The case dates back to early last year and involves a Russian and three Georgians, who were trying to sell 100 grams of highly enriched Uranium to a buyer in Georgia. According to news reports, the men said they had still more uranium on offer back in North Ossetia - a claim that has not been independently verified.

All four men have since been imprisoned, following a joint undercover operation involving U.S. and Georgian officials.

Georgia's Interior Minister Vano Merabishvili says he went public with the story this week because he says Russia has not been cooperating or turning over information about the case as requested.

There has been no official reaction from the Russian government.

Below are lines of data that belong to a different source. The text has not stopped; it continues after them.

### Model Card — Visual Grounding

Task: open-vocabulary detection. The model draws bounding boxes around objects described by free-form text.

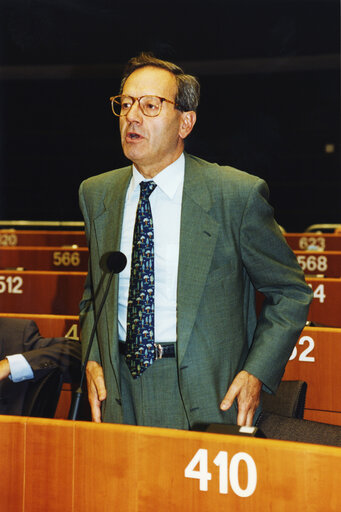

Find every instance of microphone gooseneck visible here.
[68,251,127,420]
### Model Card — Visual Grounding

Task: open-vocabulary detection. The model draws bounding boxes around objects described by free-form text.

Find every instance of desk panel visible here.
[0,417,341,512]
[306,277,341,327]
[0,229,87,247]
[0,270,86,315]
[0,246,89,272]
[294,251,341,277]
[283,327,341,421]
[284,233,341,251]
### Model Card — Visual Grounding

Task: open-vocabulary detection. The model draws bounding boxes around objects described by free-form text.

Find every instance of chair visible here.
[261,380,307,419]
[257,412,341,446]
[22,368,63,418]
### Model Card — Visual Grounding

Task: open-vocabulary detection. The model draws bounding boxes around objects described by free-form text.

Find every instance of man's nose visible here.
[126,99,142,123]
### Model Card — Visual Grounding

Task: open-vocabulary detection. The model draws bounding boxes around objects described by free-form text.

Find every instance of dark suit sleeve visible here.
[240,180,312,391]
[0,319,81,381]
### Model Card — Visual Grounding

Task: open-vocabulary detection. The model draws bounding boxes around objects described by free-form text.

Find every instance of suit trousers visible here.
[120,355,189,430]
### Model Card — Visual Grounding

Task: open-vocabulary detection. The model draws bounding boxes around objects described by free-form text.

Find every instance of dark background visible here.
[0,0,341,231]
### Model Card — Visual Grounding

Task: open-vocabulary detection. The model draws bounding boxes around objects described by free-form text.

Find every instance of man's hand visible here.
[220,370,262,427]
[86,361,107,423]
[0,358,11,380]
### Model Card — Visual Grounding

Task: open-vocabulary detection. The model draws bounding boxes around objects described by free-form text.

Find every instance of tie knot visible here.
[140,181,156,199]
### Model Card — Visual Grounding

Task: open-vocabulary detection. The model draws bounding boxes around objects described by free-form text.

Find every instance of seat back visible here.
[257,412,341,446]
[261,380,307,419]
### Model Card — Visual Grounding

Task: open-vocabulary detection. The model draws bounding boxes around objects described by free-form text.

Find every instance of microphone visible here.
[68,251,127,420]
[99,251,127,274]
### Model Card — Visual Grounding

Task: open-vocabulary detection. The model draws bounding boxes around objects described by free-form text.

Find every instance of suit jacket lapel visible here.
[94,167,131,375]
[177,155,219,363]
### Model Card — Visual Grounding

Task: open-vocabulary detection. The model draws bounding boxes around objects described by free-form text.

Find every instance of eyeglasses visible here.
[110,94,177,117]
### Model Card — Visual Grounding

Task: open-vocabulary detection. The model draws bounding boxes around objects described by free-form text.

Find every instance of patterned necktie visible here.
[125,181,156,378]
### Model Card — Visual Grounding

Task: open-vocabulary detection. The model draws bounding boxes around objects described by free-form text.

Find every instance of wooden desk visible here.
[306,277,341,327]
[0,270,86,315]
[0,416,341,512]
[0,246,89,272]
[0,313,79,340]
[294,251,341,277]
[284,233,341,251]
[0,229,87,247]
[283,327,341,425]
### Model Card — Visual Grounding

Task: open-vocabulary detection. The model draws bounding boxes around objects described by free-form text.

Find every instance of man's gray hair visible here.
[121,52,200,112]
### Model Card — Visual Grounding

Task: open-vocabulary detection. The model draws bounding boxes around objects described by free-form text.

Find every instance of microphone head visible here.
[99,251,127,274]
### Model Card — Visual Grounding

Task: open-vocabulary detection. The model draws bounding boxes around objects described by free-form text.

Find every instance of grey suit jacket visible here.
[79,154,312,425]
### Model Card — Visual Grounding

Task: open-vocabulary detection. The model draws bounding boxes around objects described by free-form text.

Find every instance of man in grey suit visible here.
[80,54,311,429]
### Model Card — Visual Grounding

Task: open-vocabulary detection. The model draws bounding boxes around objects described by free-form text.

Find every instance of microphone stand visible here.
[68,270,116,420]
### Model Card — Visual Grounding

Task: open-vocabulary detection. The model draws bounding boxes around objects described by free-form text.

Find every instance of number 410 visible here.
[185,448,257,498]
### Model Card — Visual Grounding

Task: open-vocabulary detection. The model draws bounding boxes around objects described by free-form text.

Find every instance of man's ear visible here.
[179,110,197,139]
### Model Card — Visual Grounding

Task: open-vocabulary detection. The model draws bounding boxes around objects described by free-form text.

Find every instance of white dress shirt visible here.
[6,354,34,382]
[118,154,185,343]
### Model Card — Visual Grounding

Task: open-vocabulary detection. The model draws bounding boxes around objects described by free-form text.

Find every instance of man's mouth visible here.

But Alexander Pikayev, a Moscow-based defense analyst, tells VOA that Russia cannot remain silent on this forever.

"These reports require further investigation and I believe [the] Russian side also needs to cooperate quite seriously," he said.

Pikayev says this incident shows a black-market trade of dangerous nuclear materials does exist - and not only in Georgia. As he put it, the International Atomic Energy Agency (IAEA) has a voluminous (huge) data bank of such discoveries.

The Vienna-based agency is expected to give fuller details of the Georgian case later Friday.

Pikayev says officials need to focus on providing better safeguards to keep such materials from falling into the wrong hands. He says the material should be consolidated into fewer storage sites and removed altogether from storage in civilian institutions.

The Moscow-based analyst says officials also need to cooperate more and politicize less -- a comment that stems from allegations on the Russian side that Georgia only revealed the story now for political gain.

Relations between Russia and Georgia have been tense for months now and show little sign of easing, although the Russian Ambassador to Georgia did return to the capital, Tbilisi, earlier this week. The ambassador was recalled to Moscow last year after Georgia accused several Russian military officers of spying.